Hisbollah-Ausstieg aus der libanesischen Regierung: Im schlimmsten Fall wieder Bürgerkrieg
Nach dem Rücktritt der Minister der Hisbollah-Allianz ist völlig offen, was jetzt im Lande geschieht. Im schlimmsten Fall wird es bald wieder zu bürgerkriegsähnlichen Szenen kommen.
KAIRO taz | Die libanesische Regierung zu Fall zu bringen, war ein Fall weniger Stunden, eine neue zu bilden, kommt einer monumentalen Aufgabe gleich. Der libanesische Präsident Michel Sulaiman hat am Donnerstag den Rücktritt von elf Ministern der Hisbollah-Allianz angenommen und damit das Ende der seit November 2009 gebildeten Regierung der Nationalen Einheit offiziell besiegelt. Den bisherigen Premier Saad Hariri forderte Suleiman auf, kommissarisch im Amt zu bleiben, bis eine neue Regierung gebildet wird.
Am Mittwoch hatten zehn von der Hisbollah und ihren Verbündeten gestellten Minister ihren Rücktritt erklärt und damit das 30-köpfige Kabinett gestürzt. Die Hisbollah selbst hatte nur zwei Minister im Amt. Zurückgetreten waren auch acht Minister der schiitischen Amal-Bewegung und des maronitischen Generals Michel Aoun. Als Elfter reichte am Abend noch ein unabhängiger Minister seinen Rücktritt ein.
Hintergrund des Zusammenbruchs der libanesischen Regierung ist ein Streit über den Umgang mit dem von den UN geschaffenen Libanon-Tribunals, das den Mord an dem libanesischen Ministerpräsidenten Rafik Hariri vor fast sechs Jahren untersuchen soll. Die Hisbollah-Allianz forderte, dass die Regierung in Beirut die Zusammenarbeit mit dem Tribunal einstellt, nachdem sich in Medienberichte häuften, dass die UN-Untersuchung zu dem Ergebnis gekommen sein soll, dass die Hisbollah in dem Anschlag auf Hariri verwickelt gewesen sein soll. Angeblich sollen die Ermittler im Zusammenhang mit dem Anschlag Handyanrufe mit dem Hisbollah-Kommunikationszentrum in Verbindung gebracht haben. Das offizielle Ergebnis steht noch aus.
Die Hisbollah streitet jegliche Verbindung zu dem Mord an Hariri vehement ab. Hisbollah Generalsekretär Hassan Nasrallah bezeichnete die Ermittlung als "israelisches Projekt" und warnte vor den Konsequenzen, falls Mitglieder der Hisbollah auf der Anklagebank landen.

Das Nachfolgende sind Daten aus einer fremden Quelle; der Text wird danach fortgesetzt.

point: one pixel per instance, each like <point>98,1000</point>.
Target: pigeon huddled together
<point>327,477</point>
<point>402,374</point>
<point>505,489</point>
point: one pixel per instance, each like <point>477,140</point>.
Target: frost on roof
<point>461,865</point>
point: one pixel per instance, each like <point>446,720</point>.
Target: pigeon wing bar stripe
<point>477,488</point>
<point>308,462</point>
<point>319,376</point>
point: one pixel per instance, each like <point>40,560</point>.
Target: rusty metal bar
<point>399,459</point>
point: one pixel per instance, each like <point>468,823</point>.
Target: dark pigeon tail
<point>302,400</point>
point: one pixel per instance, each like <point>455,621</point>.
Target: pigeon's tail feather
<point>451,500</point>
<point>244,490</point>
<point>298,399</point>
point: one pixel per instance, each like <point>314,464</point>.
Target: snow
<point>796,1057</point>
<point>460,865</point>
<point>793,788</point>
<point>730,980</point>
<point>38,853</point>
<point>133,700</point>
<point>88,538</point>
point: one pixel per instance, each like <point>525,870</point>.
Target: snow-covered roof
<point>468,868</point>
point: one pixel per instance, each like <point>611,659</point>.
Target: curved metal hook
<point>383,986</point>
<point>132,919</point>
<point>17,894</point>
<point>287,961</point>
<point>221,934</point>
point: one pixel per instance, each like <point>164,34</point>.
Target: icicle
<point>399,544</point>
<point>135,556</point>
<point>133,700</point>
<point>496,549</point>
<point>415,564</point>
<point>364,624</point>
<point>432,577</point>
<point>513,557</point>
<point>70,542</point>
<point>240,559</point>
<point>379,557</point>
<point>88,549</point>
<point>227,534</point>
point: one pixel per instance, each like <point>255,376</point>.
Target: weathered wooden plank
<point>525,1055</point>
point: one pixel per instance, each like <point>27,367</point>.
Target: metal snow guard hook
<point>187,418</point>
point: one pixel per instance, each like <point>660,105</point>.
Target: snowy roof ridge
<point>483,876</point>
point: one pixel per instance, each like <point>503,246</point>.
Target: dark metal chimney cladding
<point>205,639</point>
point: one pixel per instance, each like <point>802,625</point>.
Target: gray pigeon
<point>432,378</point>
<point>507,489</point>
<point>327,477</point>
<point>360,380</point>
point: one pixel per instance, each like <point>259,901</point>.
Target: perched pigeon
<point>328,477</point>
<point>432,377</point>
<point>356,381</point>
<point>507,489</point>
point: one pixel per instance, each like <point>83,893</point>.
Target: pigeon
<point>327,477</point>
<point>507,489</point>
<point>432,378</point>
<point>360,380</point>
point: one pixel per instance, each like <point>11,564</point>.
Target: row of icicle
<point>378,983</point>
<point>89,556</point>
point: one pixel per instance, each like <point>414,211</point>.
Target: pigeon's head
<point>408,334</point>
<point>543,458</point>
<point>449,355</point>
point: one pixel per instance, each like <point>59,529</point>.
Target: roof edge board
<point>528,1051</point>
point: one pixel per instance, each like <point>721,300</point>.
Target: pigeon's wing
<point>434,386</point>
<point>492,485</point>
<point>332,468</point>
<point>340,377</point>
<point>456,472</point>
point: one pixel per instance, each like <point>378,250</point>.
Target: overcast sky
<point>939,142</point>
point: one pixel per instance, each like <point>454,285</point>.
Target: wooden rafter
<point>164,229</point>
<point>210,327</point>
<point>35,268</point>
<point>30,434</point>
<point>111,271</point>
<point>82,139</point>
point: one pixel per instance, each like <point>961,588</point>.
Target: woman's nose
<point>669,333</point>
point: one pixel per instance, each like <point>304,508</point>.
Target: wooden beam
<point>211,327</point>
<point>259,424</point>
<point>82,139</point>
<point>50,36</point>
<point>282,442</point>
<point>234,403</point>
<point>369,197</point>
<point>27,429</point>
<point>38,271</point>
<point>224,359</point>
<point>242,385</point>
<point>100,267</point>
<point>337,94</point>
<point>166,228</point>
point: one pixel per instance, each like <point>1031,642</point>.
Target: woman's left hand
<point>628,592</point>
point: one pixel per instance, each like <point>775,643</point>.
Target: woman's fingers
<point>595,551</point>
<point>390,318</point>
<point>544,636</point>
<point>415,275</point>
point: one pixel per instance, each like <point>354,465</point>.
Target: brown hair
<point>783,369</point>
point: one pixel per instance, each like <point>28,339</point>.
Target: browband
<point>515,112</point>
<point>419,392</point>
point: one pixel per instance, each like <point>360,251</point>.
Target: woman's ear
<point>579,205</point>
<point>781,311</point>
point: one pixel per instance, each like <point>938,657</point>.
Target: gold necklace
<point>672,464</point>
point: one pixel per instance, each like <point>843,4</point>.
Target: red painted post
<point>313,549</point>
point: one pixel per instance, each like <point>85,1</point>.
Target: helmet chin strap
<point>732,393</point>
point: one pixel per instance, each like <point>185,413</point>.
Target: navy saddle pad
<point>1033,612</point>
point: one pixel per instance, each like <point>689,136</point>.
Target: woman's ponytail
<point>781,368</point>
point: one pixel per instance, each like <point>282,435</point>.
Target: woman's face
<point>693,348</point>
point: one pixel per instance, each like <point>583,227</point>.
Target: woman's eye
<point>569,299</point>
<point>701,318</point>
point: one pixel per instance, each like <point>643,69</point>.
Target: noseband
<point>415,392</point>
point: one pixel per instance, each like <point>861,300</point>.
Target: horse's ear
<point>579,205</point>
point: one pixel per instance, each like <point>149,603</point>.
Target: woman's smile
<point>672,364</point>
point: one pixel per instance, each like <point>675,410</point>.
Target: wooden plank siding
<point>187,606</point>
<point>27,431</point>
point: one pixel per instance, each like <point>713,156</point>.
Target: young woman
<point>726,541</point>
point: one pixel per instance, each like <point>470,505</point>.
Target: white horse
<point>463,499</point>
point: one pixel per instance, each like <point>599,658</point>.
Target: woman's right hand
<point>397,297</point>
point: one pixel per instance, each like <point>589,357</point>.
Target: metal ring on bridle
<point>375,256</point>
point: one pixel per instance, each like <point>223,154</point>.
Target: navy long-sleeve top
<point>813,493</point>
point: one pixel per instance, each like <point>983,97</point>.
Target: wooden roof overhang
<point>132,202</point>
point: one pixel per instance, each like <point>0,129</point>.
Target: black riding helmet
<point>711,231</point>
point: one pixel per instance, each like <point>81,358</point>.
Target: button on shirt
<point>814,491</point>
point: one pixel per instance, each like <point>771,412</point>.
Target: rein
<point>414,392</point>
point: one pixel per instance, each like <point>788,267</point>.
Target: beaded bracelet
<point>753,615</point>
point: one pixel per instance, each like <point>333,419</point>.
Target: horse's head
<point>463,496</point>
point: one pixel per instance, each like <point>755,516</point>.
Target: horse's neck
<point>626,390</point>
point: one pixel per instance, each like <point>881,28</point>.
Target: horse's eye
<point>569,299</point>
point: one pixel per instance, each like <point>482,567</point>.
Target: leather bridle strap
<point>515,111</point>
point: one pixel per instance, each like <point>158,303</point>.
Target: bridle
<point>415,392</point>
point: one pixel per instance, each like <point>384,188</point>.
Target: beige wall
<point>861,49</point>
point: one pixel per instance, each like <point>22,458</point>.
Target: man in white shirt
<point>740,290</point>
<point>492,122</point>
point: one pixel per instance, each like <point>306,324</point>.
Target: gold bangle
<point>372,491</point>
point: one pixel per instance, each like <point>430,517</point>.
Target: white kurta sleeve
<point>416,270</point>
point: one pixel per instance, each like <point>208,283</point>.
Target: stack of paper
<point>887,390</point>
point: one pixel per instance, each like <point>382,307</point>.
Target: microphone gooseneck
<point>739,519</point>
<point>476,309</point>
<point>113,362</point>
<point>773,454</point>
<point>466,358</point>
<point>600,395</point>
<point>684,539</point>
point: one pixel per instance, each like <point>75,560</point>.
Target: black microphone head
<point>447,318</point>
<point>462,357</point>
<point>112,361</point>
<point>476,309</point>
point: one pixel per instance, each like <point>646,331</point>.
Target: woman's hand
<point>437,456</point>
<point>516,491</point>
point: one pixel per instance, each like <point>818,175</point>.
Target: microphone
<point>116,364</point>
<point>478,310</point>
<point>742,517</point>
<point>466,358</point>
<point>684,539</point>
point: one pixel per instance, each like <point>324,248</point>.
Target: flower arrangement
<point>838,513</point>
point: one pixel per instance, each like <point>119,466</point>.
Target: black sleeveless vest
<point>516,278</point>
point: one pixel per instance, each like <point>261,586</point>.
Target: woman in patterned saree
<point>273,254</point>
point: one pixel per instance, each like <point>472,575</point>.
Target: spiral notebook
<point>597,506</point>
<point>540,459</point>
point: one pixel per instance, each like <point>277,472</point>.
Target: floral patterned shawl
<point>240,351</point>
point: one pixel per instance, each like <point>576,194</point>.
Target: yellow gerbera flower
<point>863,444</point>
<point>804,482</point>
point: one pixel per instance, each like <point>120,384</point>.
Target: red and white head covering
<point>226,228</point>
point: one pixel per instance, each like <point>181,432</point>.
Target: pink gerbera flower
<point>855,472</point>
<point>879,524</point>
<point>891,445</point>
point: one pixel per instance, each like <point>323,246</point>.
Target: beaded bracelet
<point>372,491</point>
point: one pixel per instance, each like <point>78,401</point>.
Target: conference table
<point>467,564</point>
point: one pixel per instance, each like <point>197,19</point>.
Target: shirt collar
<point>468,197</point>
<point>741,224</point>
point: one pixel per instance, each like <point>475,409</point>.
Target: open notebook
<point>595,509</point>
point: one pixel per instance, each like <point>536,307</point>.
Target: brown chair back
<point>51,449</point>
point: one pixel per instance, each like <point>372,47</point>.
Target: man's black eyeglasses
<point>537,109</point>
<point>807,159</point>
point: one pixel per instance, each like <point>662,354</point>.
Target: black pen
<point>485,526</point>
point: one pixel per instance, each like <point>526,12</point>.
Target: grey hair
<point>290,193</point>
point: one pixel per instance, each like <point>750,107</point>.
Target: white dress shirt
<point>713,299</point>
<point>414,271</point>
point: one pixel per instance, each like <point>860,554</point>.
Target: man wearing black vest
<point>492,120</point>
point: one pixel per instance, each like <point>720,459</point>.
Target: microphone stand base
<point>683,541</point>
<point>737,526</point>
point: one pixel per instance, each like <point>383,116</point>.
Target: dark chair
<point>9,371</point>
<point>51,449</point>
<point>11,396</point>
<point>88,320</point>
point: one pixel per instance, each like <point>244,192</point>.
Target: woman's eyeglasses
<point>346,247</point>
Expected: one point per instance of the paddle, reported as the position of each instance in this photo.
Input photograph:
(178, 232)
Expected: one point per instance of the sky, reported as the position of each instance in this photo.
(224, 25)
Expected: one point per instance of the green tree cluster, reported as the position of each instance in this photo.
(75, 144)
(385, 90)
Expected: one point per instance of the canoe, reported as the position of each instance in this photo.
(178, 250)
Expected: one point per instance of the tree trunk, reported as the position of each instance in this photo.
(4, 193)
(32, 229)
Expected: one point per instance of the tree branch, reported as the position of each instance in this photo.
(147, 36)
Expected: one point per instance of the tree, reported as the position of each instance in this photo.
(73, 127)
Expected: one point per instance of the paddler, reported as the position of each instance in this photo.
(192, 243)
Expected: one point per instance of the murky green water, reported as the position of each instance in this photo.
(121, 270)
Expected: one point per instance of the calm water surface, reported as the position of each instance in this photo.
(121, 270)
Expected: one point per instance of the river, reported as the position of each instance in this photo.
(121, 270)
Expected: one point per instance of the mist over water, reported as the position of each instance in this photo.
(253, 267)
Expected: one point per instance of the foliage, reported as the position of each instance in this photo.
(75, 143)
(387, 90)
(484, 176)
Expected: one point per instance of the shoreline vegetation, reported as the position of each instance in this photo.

Rückendeckung erhielt Saad Hariri erwartungsgemäß aus Washington, wo er sich zum Zeitpunkt der Ministerrücktritte zu einem Treffen mit Barack Obama befand. "Hisbollah handelt aus Angst", hieß es aus dem Weißen Haus, das Hariri aufforderte hartnäckig zu bleiben. US-Außenministerin Hillary Clinton griff bei einem Besuch in Katar die Hisbollah und ihre iranischen und syrischen Verbündeten an: "In meinen Augen ist das Ganze ein durchsichtiger Versuch bestimmter Kräfte im Libanon und bestimmter Interessen außerhalb des Libanon, keine Gerechtigkeit walten zu lassen und Libanons Stabilität zu unterwandern", erklärte sie.
Völlig unklar ist, wie es jetzt im Libanon weitergeht. Nach der Wahl im Jahr 2009 hatte es fünf Monate gedauert, bis die neue Regierung stand. Manche rechnen damit, dass das UN-Tribunal noch diesen Monat seine Anklage veröffentlichen könnte. Das ist der Zeitpunkt, an dem viele fürchten, dass sich der Streit über den Hariri-Mord von der Politik auf die Straße verlagern könnte, ähnlich wie 2008, als es bei Kämpfen in Beirut 81 Tote gegeben hatte.